The Strategic Plan envisions a NSW where all children and young people have the best possible start in life. The Youth Regiment makes that vision operational.
The Path Forward
I've spent eight years building Australia's greatest youth development program. I've worked with politicians, police commissioners, premiers, and CEOs of major organisations. I've been on national television, given keynote addresses, and won the Prime Minister's Veteran Employment Awards in two categories.
But none of that matters if we don't act now.
The Youth Regiment is ready to partner with the NSW Government to deliver on the Strategic Plan's objectives. We have the expertise, the partnerships, the evidence base, and the track record.

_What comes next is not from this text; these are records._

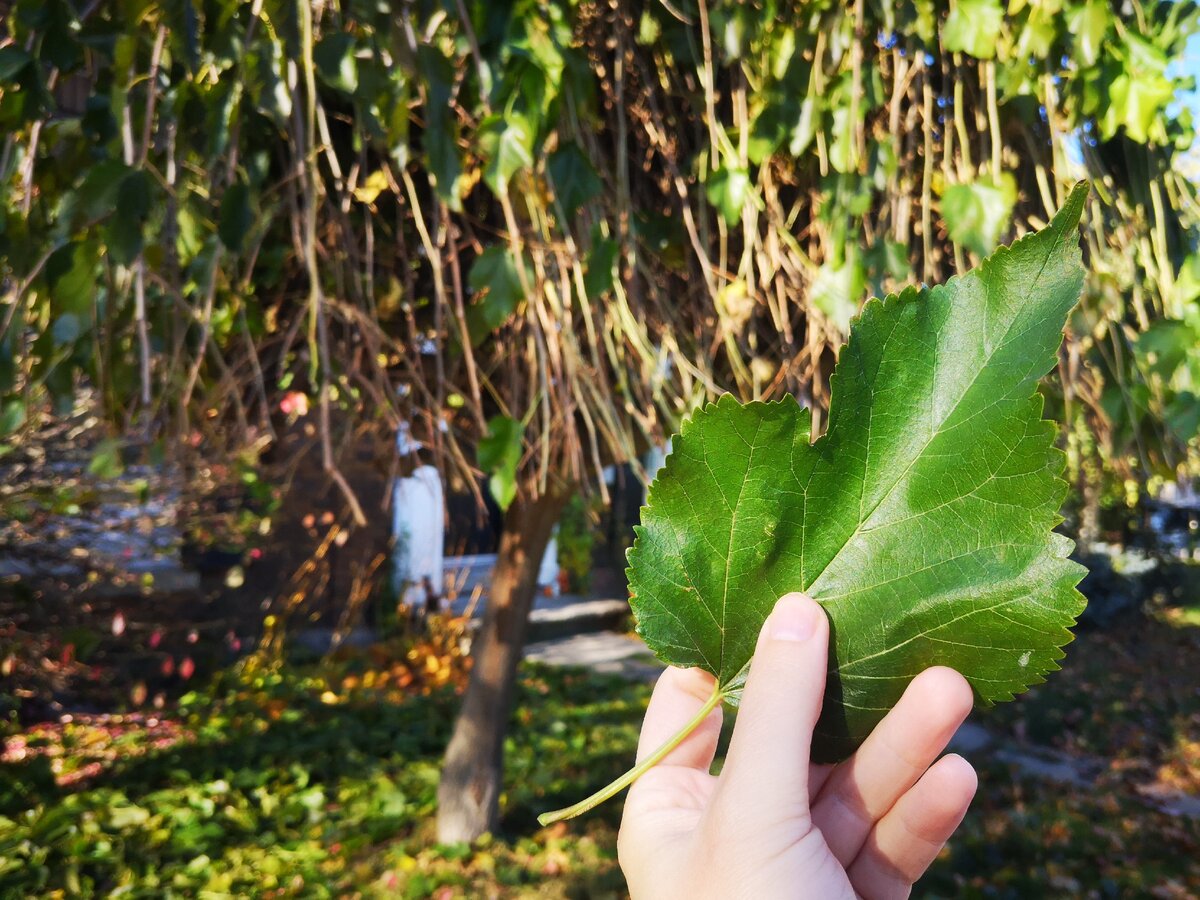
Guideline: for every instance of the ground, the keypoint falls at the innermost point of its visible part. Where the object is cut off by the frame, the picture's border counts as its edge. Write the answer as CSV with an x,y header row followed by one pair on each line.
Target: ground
x,y
321,781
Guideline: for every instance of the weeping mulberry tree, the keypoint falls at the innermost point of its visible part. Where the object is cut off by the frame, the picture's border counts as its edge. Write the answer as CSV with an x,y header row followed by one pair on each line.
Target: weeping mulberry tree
x,y
543,233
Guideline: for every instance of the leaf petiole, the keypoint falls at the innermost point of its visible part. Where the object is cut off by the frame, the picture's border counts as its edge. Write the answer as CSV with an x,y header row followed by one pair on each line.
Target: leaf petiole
x,y
635,773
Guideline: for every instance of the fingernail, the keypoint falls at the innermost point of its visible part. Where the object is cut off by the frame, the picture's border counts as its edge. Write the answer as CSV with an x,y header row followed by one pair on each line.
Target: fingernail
x,y
795,618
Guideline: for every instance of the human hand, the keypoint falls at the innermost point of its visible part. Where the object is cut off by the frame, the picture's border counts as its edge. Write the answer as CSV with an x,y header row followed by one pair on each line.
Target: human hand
x,y
772,825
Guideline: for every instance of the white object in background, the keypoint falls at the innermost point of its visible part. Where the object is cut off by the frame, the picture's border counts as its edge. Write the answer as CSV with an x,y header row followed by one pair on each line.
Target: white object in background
x,y
654,460
405,443
418,527
547,573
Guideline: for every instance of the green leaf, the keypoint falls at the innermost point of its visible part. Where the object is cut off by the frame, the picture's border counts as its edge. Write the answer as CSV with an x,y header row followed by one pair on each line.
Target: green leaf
x,y
977,214
575,181
71,275
838,289
12,417
12,60
125,228
493,275
921,521
235,217
1089,23
334,59
972,28
499,454
507,142
441,137
727,190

What we need is the commitment to prioritise prevention over punishment, early intervention over crisis response, and evidence-based practice over outdated approaches that have failed a generation of young people.
The first suspension is the intervention point.
The Youth Regiment is the intervention.
And the time to act is now.
Matthew French is the founder and CEO of The Youth Regiment, co-founder of Veteran Mentors, and a leading voice on youth development, early intervention, and tech addiction in Australia. He has worked with over 3,500 families across eight years and serves as an expert advisor on youth justice reform.